Kenya’s Minister for Energy and Petroleum, Davis Chirchir on Monday announced that the Kenyan government has signed an agreement with Saudi Aramco and Emirates National Oil Co. to supply petroleum products to Kenya. This is part of the government’s plan to nationalize oil imports.
According to the Minister, the tender issued by the government two weeks ago attracted bids from seven companies. The government has now signed a six-month credit-based deal with Saudi Aramco and Emirates National Oil Co. Under the agreement, Saudi Aramco will supply monthly consignments while Dubai-based Emirates National Oil Co. will supply three cargo consignments of Super every month for the next six months.
The newly signed deal will see the Kenyan government defer payment to suppliers by at least six months, which is a significant shift from the current arrangement. Currently, approximately $500 million is required every month to pay for cargo within a week of delivery.
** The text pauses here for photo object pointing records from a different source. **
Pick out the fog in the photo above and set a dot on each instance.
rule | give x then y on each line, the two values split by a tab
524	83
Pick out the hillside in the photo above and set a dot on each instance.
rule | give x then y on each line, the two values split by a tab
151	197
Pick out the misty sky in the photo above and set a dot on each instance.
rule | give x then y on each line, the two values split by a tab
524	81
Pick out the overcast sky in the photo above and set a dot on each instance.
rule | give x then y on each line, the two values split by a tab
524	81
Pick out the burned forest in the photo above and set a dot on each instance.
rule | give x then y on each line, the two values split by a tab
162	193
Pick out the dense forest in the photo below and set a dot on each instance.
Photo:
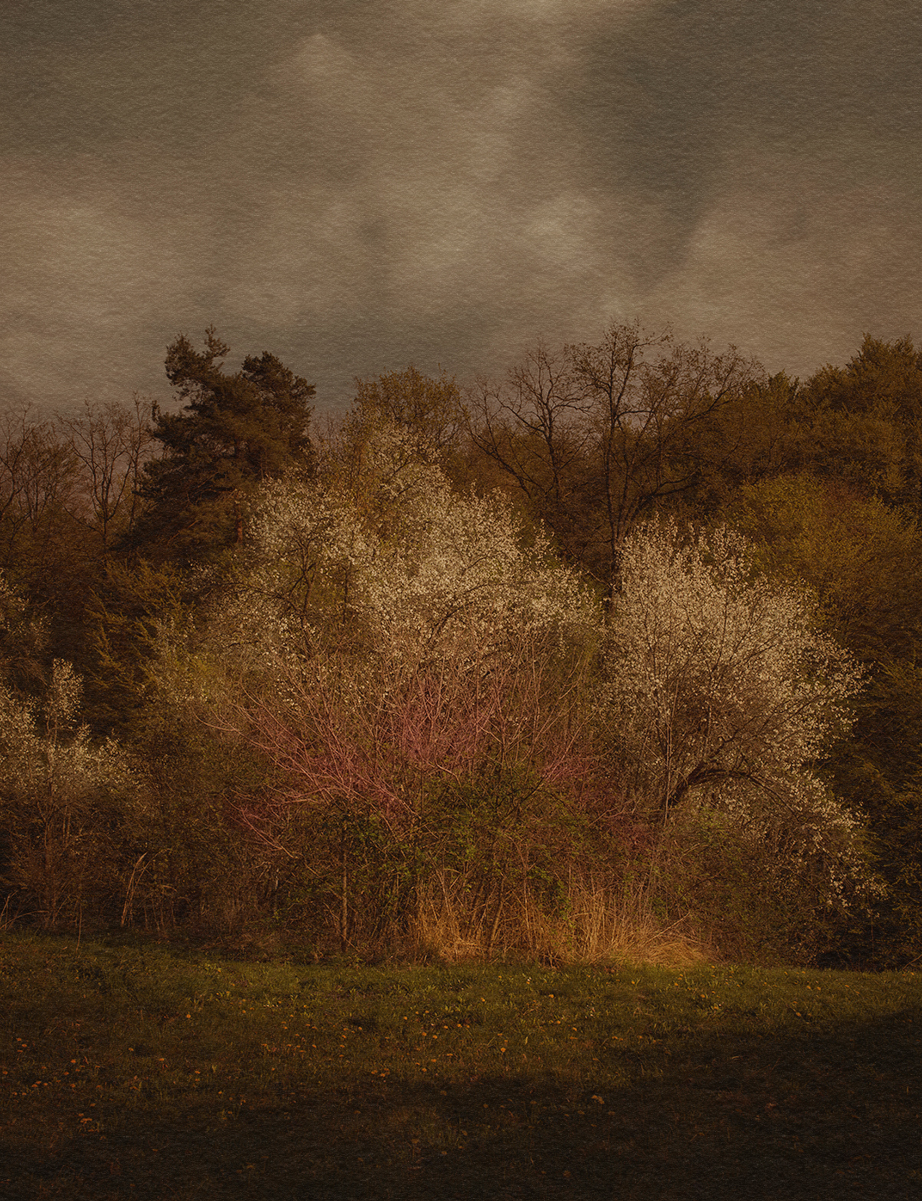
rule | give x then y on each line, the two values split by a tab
617	651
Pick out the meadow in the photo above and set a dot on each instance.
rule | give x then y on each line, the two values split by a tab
169	1073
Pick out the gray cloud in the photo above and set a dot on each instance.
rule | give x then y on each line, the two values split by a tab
358	186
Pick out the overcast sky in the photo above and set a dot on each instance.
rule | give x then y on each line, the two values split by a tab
357	185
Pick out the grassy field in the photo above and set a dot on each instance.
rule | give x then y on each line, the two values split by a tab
141	1070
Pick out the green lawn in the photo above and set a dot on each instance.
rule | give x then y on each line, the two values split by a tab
139	1070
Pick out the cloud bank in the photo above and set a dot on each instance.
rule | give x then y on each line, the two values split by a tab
361	186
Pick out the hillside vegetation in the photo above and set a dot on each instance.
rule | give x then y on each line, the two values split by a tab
614	657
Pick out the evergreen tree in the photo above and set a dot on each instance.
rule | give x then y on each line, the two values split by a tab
232	432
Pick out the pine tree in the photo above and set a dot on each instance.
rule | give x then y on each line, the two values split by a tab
233	432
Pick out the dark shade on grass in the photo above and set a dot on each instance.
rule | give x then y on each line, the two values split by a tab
137	1070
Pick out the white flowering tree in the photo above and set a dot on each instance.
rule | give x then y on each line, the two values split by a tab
402	629
403	655
61	802
724	695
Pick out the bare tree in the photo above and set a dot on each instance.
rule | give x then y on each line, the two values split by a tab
596	436
111	443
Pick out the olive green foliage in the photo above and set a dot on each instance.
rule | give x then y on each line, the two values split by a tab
862	559
431	682
232	432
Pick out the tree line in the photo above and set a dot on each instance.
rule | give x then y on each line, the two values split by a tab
620	646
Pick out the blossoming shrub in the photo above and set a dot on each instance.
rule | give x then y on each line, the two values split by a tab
723	698
413	662
63	800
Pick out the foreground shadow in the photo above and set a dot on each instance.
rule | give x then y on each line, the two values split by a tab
808	1115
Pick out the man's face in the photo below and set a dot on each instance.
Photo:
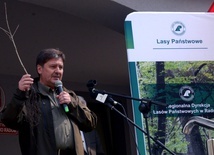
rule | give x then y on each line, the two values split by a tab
51	72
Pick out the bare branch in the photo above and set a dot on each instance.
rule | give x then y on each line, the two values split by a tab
11	35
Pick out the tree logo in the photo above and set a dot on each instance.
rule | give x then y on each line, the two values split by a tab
178	28
186	93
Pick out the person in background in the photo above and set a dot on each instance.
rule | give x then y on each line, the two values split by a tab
36	111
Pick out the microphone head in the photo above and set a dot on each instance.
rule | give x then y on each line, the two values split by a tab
58	83
91	83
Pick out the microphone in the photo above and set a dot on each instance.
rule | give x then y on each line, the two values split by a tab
100	96
105	98
59	89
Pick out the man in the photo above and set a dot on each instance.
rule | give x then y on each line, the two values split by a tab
36	111
92	143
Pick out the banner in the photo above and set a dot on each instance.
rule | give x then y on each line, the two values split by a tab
170	58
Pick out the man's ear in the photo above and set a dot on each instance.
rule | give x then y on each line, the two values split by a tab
39	69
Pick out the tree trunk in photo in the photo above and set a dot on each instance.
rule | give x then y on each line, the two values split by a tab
196	145
161	133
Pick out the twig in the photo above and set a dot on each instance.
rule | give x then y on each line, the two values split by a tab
11	37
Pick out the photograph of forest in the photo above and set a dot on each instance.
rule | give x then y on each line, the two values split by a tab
187	89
The Kenyan government plans to start importing under the new system in the April-May supply round. This move is part of the government’s strategy to ease pressure on Kenya’s foreign reserves, which have recently fallen below the Central Bank’s statutory requirement of maintaining a minimum of four months’ worth of import cover.
In addition to the foreign reserves challenge, fuel marketers have reported inadequate access to US dollars to purchase fuel and access their stocks at the Kenya Pipeline Company (KPC) depots. This has caused fuel shortages in several petrol stations across the nation.